> idiosyncratic scientist’s decision to write their analysis in Perl. In my expe...

MontyCarloHall · on June 9, 2021

> It is not hard to produce something completely inscrutable and non-replicable in Python and R the same way it's been done for ages using SAS, Stata, MatLab etc.

It’s possible to write inscrutable code in any language, but some languages sure make it easier.

Syntax issues aside, the main advantage of Julia/Python/R (the latter’s syntax might even be worse than Perl’s) for scientific computing is their ecosystems. A language for a particular use case is only as good as the packages available for that use case. The scientific package ecosystems for Ju/Py/R are far richer than that of Perl, simply because their userbases are much larger. Thus, a scientist using Perl would likely be forced to roll a lot of their own functions, which makes the code idiosyncratic and more likely to contain bugs. (To use one of your examples, people might implement OLS regression by manually computing the hat matrix because no stats package exists for the language they’re using. Now imagine their language lacks something more complicated, like a robust MCMC sampler package à la PyMC3 or STAN, and they have to roll that themselves. Yikes.)

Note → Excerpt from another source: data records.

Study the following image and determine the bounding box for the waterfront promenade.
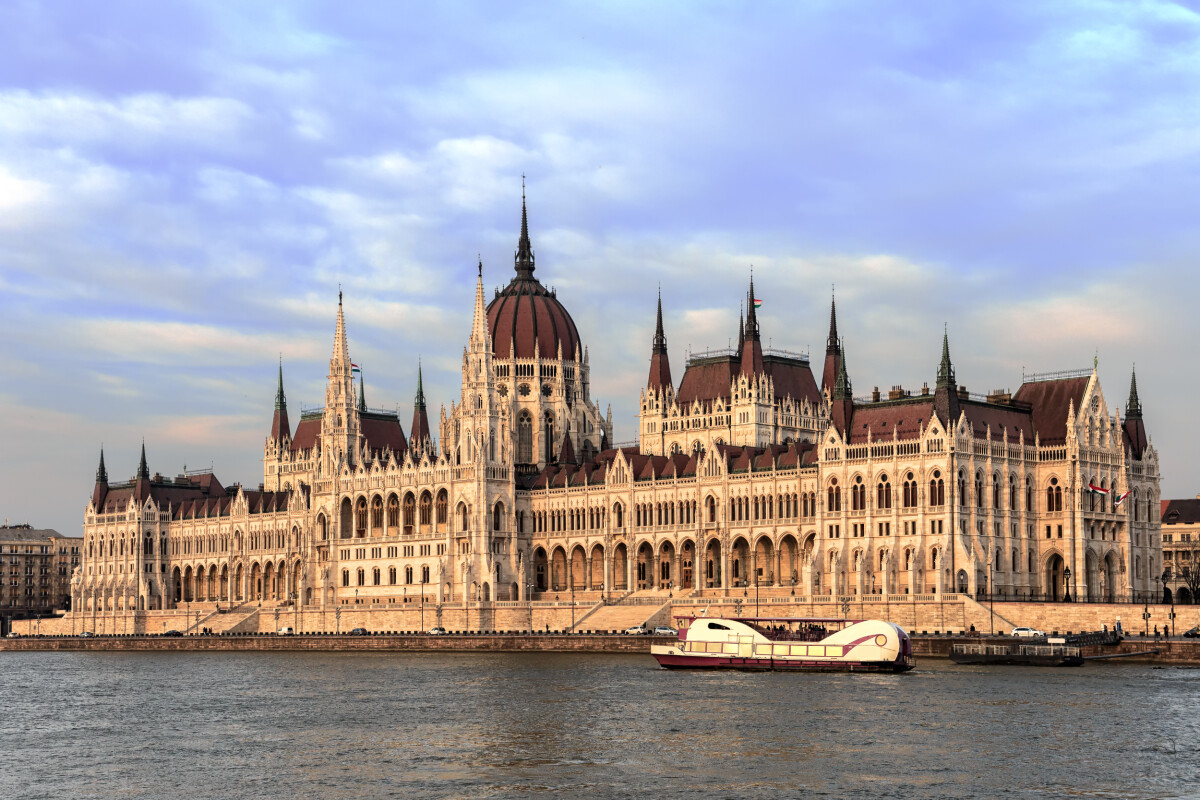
[5,630,1200,664]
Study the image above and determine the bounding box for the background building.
[1,524,81,633]
[1161,498,1200,605]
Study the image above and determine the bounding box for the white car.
[1010,627,1045,638]
[427,626,448,636]
[653,626,679,636]
[624,624,649,635]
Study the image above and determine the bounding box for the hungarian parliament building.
[75,197,1164,617]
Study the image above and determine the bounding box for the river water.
[0,651,1196,799]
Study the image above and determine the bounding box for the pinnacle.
[137,441,149,480]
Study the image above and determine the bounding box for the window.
[387,495,399,528]
[389,567,396,585]
[852,476,865,511]
[930,471,944,507]
[341,569,349,587]
[1047,478,1063,513]
[877,475,891,510]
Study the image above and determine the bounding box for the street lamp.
[526,581,534,632]
[1063,566,1072,603]
[420,596,425,631]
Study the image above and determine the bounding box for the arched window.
[992,474,1000,509]
[341,569,349,587]
[371,496,383,530]
[1009,476,1017,511]
[403,494,416,532]
[1026,477,1033,512]
[355,498,368,537]
[930,471,944,507]
[517,413,533,464]
[493,502,504,532]
[388,567,396,585]
[419,492,432,526]
[373,568,381,586]
[828,478,841,512]
[975,472,984,509]
[436,490,448,526]
[387,495,399,528]
[958,471,967,508]
[405,566,413,584]
[356,568,364,586]
[544,412,556,463]
[876,474,891,510]
[903,473,917,508]
[614,502,625,528]
[1047,478,1062,512]
[458,503,469,532]
[852,476,866,511]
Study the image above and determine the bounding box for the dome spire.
[515,175,535,279]
[137,440,149,480]
[1126,366,1142,420]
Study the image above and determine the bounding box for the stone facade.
[1161,497,1200,605]
[68,196,1164,632]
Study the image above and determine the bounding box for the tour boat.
[651,616,915,673]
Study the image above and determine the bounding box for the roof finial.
[478,254,482,278]
[96,447,108,484]
[338,283,342,306]
[276,357,287,410]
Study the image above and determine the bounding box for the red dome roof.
[487,280,581,361]
[485,195,582,361]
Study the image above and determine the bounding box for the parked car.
[653,626,679,636]
[277,627,294,636]
[5,632,19,638]
[79,631,95,638]
[1010,627,1045,638]
[162,630,183,637]
[624,625,649,635]
[1183,626,1200,639]
[427,626,448,635]
[348,628,369,636]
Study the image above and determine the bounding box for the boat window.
[707,622,730,630]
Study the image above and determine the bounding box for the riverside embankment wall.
[4,633,1199,664]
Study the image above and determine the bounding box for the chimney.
[958,386,969,400]
[921,382,930,396]
[888,385,905,401]
[871,386,881,402]
[987,389,1011,404]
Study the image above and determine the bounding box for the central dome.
[486,197,582,362]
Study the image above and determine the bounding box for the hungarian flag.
[752,298,763,309]
[351,363,362,374]
[1113,490,1131,507]
[1085,483,1109,496]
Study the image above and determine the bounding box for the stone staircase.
[571,592,675,633]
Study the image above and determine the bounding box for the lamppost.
[1063,566,1072,603]
[1155,575,1161,607]
[1169,597,1177,638]
[989,560,995,636]
[420,596,425,631]
[527,581,534,632]
[1142,600,1150,637]
[335,605,342,634]
[570,583,576,632]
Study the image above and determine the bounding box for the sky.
[2,1,1199,536]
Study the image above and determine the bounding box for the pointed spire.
[411,361,432,454]
[471,258,489,348]
[739,274,764,378]
[745,274,760,341]
[91,447,109,509]
[358,372,367,412]
[647,289,673,391]
[821,293,843,395]
[515,176,535,280]
[558,432,576,465]
[826,293,840,354]
[275,359,286,410]
[270,360,292,442]
[833,344,852,401]
[137,441,149,480]
[653,287,667,355]
[332,290,350,372]
[936,325,956,390]
[736,309,744,356]
[1126,367,1142,420]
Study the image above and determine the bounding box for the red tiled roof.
[675,355,820,408]
[961,402,1033,444]
[291,418,322,452]
[844,401,934,444]
[361,414,408,459]
[1013,377,1089,446]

And that’s not even getting into the value of the languages for interactive scientific computing, which is how most of it gets done these days. For instance, there’s no official Jupyter notebook support for Perl (although unofficial plugins exist, they don’t support inline graphics/dataframes/other widgets), and the REPLs for Julia/Python/R are much more modern and fully-featured than PDL2.

BTW, I agree the GSL is great for building standalone tools, but it’s totally irrelevant for any interactive work.

sivoais · on June 10, 2021

> For instance, there’s no official Jupyter notebook support for Perl

Not sure how official support would work in the Jupyter Project since anybody can write a kernel. I wrote the Perl one (IPerl) and that has existed since 2014 (when Jupyter was spun off from IPython). It supports graphics and has APIs for working with all other output types.

Now I do need to help make it work with Binder, but it does work.

---

The other point about MCMC samplers is valid. This is why I wrote a binding to R to access everything available in R and why I use Inline::Python sometimes. I should create a binding for Stan --- should not be hard --- at least for CmdStan at first, then Stan C++ next.

anthk · on June 9, 2021

>. Now imagine their language lacks something more complicated, like a robust MCMC sampler package à la PyMC3 or STAN, and they have to roll that themselves. Yikes

CPAN predates all of those.

MontyCarloHall · on June 9, 2021

How is that relevant? CPAN is a package repository, not a MCMC sampling library. Can you point me to a Perl library that implements an API for constructing a probabilistic graphical model and then performs inference on it via MCMC, like PyMC3 or STAN? Is it as robust and fully featured as either of those?

mattkrause · on June 9, 2021

Stan isn’t really written in any of those languages either.

The python pystan is wrapper that ships data to/from the Stan binary and marshals it into a python-friendly form; I think Julia’s is similar.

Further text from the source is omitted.